Historische München-Bilder Foto-Schätze: Graffel, Graffiti und Abriss in den wilden 80ern

München im Wandel der Zeit: Die wilden 80er zwischen Speicherhalle und Flohmarkt. Die neuen Fotoschätze der AZ zeigen New-Wave-Mode, bunte Wandmalereien und das Ende mancher Bauten. Foto: Ulrich Handl

AZ-Leser Ulrich Handl erinnert sich mit seinen Fotos an den riesigen Flohmarkt an der Dachauer Straße 1985 bis 1988.

 

München - Manches Wochenende, damals sogar am Sonntag, habe ich auf diversen Flohmärkten verbracht. Einer der ersten war für mich in der Fallmerayerstraße, auf einem Grundstück, das neu bebaut werden sollte, und als Flohmarkt zwischengenutzt wurde, ebenso ein Gelände in Haidhausen an der Kirchenstraße.

Dann gab es ab 1984 das riesige Flohmarktgelände an der Dachauer, Ecke Schwere-Reiter-Straße, also genau das riesige Terrain zwischen Dachauer Straße und Tierklinik. Der Platz war so groß, dass man immer noch einen Platz fand, auch wenn ganze Heerscharen von Händlern aus ganz Bayern angereist waren. Es sprach sich schnell herum, dass hier ein Superplatz war, mit viel Freifläche und riesigen Hallen mit Möbelverkauf, Imbiss und Toiletten. Sogar eine Theaterhalle gab es, wo ich einmal ein Stück des PPP Theaters von Peter Pachl fotografiert habe.

Zuerst stand ich mit meinem Caravan auf der Freifläche. Dann wurde mir von Irene Kiefer die Holzhütte der Malerin Beate Passow vorgestellt. Sie hatte auf dem Flohmarktgelände ein Atelier in eben diesem freistehenden Holzhaus. Durch das Flohmarkttreiben aber konnte sie nicht mehr vernünftig arbeiten – weshalb sie mir diese Hütte zu Miete angeboten hatte. Das war natürlich ein Glücksfall für mich.

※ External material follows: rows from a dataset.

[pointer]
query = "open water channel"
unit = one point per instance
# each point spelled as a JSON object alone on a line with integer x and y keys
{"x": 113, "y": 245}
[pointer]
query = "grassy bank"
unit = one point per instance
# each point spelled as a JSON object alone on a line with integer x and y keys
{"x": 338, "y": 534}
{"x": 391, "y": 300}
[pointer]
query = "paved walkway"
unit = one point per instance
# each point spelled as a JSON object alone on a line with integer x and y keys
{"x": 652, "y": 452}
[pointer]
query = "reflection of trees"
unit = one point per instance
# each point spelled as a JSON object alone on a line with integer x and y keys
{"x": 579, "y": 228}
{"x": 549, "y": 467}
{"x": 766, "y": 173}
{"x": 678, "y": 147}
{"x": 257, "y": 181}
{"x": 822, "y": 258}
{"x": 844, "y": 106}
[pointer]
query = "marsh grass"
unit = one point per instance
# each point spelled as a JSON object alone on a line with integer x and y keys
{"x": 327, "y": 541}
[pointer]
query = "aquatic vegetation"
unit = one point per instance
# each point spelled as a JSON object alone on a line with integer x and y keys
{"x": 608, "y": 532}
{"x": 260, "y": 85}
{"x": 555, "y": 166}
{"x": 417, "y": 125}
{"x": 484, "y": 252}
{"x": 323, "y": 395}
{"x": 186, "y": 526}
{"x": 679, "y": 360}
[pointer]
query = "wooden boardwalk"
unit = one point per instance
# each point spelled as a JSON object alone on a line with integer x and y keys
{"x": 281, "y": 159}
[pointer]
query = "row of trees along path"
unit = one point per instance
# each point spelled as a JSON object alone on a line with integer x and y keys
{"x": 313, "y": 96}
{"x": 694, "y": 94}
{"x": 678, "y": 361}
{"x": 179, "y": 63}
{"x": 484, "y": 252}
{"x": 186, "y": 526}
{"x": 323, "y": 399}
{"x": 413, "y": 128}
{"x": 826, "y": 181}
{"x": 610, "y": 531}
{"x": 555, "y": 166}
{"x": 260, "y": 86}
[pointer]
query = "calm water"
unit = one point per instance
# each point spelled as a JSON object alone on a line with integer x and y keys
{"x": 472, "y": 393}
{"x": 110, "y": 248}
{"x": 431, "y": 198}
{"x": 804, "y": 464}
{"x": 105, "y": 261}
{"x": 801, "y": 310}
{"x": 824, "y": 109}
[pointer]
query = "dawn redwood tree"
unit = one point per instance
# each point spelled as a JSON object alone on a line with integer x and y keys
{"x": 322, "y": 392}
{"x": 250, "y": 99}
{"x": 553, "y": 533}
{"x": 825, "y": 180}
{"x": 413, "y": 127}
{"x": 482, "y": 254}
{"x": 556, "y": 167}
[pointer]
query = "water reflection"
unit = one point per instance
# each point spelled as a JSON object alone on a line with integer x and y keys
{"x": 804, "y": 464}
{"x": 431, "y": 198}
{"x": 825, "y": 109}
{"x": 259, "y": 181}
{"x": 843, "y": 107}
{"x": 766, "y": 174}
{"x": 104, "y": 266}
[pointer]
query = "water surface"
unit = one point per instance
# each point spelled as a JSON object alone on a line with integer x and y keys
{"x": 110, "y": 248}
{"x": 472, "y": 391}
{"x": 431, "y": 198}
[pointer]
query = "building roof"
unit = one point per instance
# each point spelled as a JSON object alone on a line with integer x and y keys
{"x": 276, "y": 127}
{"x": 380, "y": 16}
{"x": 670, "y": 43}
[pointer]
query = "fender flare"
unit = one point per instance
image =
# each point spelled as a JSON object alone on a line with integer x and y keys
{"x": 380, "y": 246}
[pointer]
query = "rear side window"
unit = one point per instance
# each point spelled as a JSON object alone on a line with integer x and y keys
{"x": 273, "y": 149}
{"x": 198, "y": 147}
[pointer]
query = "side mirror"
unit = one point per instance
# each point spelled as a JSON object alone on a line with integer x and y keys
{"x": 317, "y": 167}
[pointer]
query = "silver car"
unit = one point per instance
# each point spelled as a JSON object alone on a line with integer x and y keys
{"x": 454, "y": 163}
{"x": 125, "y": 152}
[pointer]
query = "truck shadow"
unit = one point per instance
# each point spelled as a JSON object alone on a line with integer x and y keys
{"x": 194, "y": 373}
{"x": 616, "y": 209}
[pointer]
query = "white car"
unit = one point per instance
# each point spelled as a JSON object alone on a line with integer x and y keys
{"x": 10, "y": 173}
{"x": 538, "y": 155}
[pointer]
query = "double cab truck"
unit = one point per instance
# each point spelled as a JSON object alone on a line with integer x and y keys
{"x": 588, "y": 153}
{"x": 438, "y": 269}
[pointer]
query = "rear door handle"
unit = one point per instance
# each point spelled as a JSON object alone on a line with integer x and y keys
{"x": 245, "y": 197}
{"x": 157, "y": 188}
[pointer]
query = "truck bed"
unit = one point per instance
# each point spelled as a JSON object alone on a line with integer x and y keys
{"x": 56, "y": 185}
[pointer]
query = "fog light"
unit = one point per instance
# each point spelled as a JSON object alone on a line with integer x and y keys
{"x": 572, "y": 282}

1985: Die ersten legalen Graffiti in München

Endlich konnte ich all meine Sachen dort unterbringen. Da kam es gerade recht, dass mein Freund Thomas Beese die Kleidersammlung seiner Exfrau auf dem Speicher anbot, die er unbedingt loswerden musste. So habe ich dann 1986 "Ulli’s Handlkammerl" eröffnet.

Keine 20 Meter entfernt auf den großen fensterlosen Wänden der Hallen entstanden dann 1985 die ersten legalen Graffiti in München, sogar noch vor Berlin! Im März 1985 war in Geltendorf eine S-Bahn vollständig besprayt worden – ein sogenannter "Wholetrain" –, und einer der Täter, der Schüler Matthias Köhler, wurde zu einer hohen Geldstrafe verurteilt. Er nannte sich fortan "Loomit" und fand in der Dachauer Straße ein riesiges Betätigungsfeld, das größte damals in Europa. Sein Marilyn-Porträt war schon von weitem ein Hingucker. Loomit hat in der ganzen Welt seine Wandbilder hinterlassen, war stilbildend für alle Graffiti-Sprayer und ist heute noch sehr aktiv und hoch angesehen in der Kunstszene.